There are two Californians, the Bay Area Californian and the Southern Californian. Actually, there's probably a third, the rural Californian, but they are not competitive, so they don't count. As a second generation native of Los Angeles, I'm supposed to identify as a Southern Californian.
For some unknown reason, the Northern California people have given themselves the title of Big Brother, viewing us lesser natives at the bottom half of the state as a lower species. In the Bay Area, there are those who view themselves as near royalty, because theirs is a more established aristocracy. We poor southerners can never expect our elite to be any better than nouveau riche. A former pig farmer from Nebraska can suddenly make it big in Silicone Valley or the San Francisco stock exchange and suddenly he is upper crust with season tickets to the opera, the ballet, and the symphony, and wears a tux to the dive bars in North Beach. He prides himself with being one of the boys by riding on the outside of the cable cars, holding the safety bar in one hand and leaning out toward the street with his body, just like the tourists. There may be more money in Southern California, but it is tainted by where it comes from, movies and television, real estate, and construction. There are more yachts in the harbors of Newport, San Diego, Long Beach, and Marina Del Rey than in all of Northern California, but who owns them? Certainly not the gentleman sailor who braves the waves with one hand on the wheel and the other with a freshly shaken martini.
Our northern brethren look down on us. We have opera companies, symphonies, museums, and concert halls where world class artists perform, but we are fledgling attendees who have no idea what we are witnessing. They think we'll applaud a pigeon who inadvertently flits into the auditorium. A bay area resident enters a concert hall or a museum already indoctrinated, because he or she was born cultured, even if Dad was a crab fisherman or a dishwasher at Tadich Grill.
Basically, Northerners think of themselves as old California and we are the newbies. The facts are, the Spanish introduced European culture to San Diego first, then proceeded northward until they ended at the northern missions. The first capital was neither in the south or north, but squarely in the middle at Monterey. One thing Northern Californians won't acknowledge is the fact that the mass migration of European intellectuals, composers like Schoenberg and Korngold, writers like Mann and Brecht, a slew of actors and directors escaping the Nazis, chose to settle in Los Angeles of all places. It became the cultural center of the state and second only to New York.

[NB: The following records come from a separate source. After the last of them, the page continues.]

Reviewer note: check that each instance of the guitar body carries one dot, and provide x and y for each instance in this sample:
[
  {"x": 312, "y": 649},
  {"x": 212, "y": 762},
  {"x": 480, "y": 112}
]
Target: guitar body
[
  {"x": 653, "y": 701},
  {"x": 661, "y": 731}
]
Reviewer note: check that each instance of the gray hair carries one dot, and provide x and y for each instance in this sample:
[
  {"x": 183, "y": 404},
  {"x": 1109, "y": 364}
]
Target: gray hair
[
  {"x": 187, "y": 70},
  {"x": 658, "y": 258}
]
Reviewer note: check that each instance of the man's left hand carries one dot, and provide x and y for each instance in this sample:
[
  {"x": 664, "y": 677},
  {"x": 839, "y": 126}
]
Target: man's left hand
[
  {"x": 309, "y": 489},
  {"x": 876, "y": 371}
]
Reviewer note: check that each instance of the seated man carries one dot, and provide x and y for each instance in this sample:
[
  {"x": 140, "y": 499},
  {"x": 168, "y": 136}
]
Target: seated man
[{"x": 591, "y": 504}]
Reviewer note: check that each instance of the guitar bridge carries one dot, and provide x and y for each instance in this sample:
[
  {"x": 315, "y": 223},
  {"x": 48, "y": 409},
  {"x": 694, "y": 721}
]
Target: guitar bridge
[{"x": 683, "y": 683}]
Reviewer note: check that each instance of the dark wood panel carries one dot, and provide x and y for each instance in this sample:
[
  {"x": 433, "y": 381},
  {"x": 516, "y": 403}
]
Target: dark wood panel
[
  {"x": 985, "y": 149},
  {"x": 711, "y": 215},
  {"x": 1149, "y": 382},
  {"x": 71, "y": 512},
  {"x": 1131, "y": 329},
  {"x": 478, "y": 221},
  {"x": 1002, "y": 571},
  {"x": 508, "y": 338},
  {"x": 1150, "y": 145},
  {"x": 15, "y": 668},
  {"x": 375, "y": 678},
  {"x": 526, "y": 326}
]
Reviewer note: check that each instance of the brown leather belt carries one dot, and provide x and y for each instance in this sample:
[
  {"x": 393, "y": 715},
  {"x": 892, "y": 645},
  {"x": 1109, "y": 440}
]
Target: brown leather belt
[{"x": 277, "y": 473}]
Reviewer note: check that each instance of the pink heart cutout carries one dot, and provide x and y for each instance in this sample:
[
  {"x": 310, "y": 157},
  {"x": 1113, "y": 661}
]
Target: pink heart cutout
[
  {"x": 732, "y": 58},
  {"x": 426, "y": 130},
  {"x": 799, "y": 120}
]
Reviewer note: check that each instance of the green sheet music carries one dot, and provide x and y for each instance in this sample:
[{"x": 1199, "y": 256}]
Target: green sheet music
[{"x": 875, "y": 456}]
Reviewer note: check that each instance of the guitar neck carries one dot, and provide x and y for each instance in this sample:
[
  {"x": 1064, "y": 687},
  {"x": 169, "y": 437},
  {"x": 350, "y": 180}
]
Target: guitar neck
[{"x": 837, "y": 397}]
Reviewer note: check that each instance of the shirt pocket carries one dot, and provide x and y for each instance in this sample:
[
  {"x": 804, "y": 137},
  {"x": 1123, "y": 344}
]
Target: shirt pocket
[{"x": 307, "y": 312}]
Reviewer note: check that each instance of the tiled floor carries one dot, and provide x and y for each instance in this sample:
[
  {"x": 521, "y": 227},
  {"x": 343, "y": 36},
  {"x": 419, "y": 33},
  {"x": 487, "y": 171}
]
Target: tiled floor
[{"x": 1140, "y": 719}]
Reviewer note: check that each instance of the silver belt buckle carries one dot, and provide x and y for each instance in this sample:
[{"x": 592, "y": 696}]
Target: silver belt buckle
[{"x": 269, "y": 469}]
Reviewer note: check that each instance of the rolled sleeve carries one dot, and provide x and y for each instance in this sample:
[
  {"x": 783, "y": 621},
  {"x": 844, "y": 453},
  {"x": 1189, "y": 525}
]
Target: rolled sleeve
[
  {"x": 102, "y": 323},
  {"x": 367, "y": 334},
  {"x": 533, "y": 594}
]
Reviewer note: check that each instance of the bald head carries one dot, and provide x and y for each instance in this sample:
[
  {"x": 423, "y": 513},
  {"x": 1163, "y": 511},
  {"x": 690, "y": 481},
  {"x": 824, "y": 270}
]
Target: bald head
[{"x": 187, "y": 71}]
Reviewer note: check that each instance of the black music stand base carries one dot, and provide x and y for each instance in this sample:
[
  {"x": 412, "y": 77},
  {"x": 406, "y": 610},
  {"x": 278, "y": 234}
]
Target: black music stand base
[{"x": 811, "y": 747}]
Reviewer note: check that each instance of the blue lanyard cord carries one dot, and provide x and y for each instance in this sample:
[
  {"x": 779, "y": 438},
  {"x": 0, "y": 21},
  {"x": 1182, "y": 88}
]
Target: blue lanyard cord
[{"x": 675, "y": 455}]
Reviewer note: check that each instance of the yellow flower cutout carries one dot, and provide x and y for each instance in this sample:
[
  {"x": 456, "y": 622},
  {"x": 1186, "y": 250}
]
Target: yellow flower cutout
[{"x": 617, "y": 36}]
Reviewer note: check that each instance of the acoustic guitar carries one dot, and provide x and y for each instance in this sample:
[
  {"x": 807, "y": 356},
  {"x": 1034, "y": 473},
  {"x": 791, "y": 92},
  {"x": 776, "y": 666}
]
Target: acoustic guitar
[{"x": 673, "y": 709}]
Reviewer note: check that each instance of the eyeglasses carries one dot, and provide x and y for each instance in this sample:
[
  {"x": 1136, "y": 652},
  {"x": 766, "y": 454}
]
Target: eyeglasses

If you really want a great laugh, it is from what annoys Bay Area residents most about we Socals, as we like to call ourselves. It is the fact that we put the word THE in front of our freeways. That really sets them off and it shouldn't. After all, we invented the freeway, so we can call it anything we damn well please. Every time I'm accosted about the word THE, I explain. Once upon a time there was one freeway, the Pasadena Freeway. "How are you getting to L.A?" "On the freeway." You wouldn't say I'm going freeway, that sounds like baby talk. You say, "On the Pasadena Freeway, the Hollywood Freeway." So, when the freeways no longer had names, but numbers, we still used "THE 405" and if you've ever been on the 405 you know it needs a THE, because it is THE BIGGEST disaster ever created by man. Now, in deference to my northern brethren, the moment I reach Santa Barbara, I am no longer on THE 101, I'm on 101 or 1 or 5 or whatever number the highway has.
If the Bay Area really wants to complain about us, how about we're stealing their water, because we have to to survive. Or, how about we don't walk about with our noses in the air or the fact that cocktail hour in So Cal begins at 5 p.m. instead of the moment the bars open.
Of course, my rant is half in jest. We in Southern California revere our northern neighbors, especially those San Franciscans. Those Golden Gaters really do have bragging rights. They can boast about one of the most beautiful cities in the world, its diversity, and above all that food. If there is a foodie capital on earth, it's got to be Frisco (which we sometimes say in the south, but a Bay Area native would never utter such an abomination). There's a wonderful restaurant every few feet, more per capita than in city in the country. I, as a lowly southerner, try to make a pilgrimage to that wonderful city at least once a year. I adore it, as do most of my peers. The Bay Area has everything, beauty, some of the world's greatest wines, shopping, and fascinating people. In truth, I consider myself a Californian and refuse to label myself by region. Perhaps that's why I've chosen to live smack dab in the middle of the state, half way between Los Angeles and San Francisco.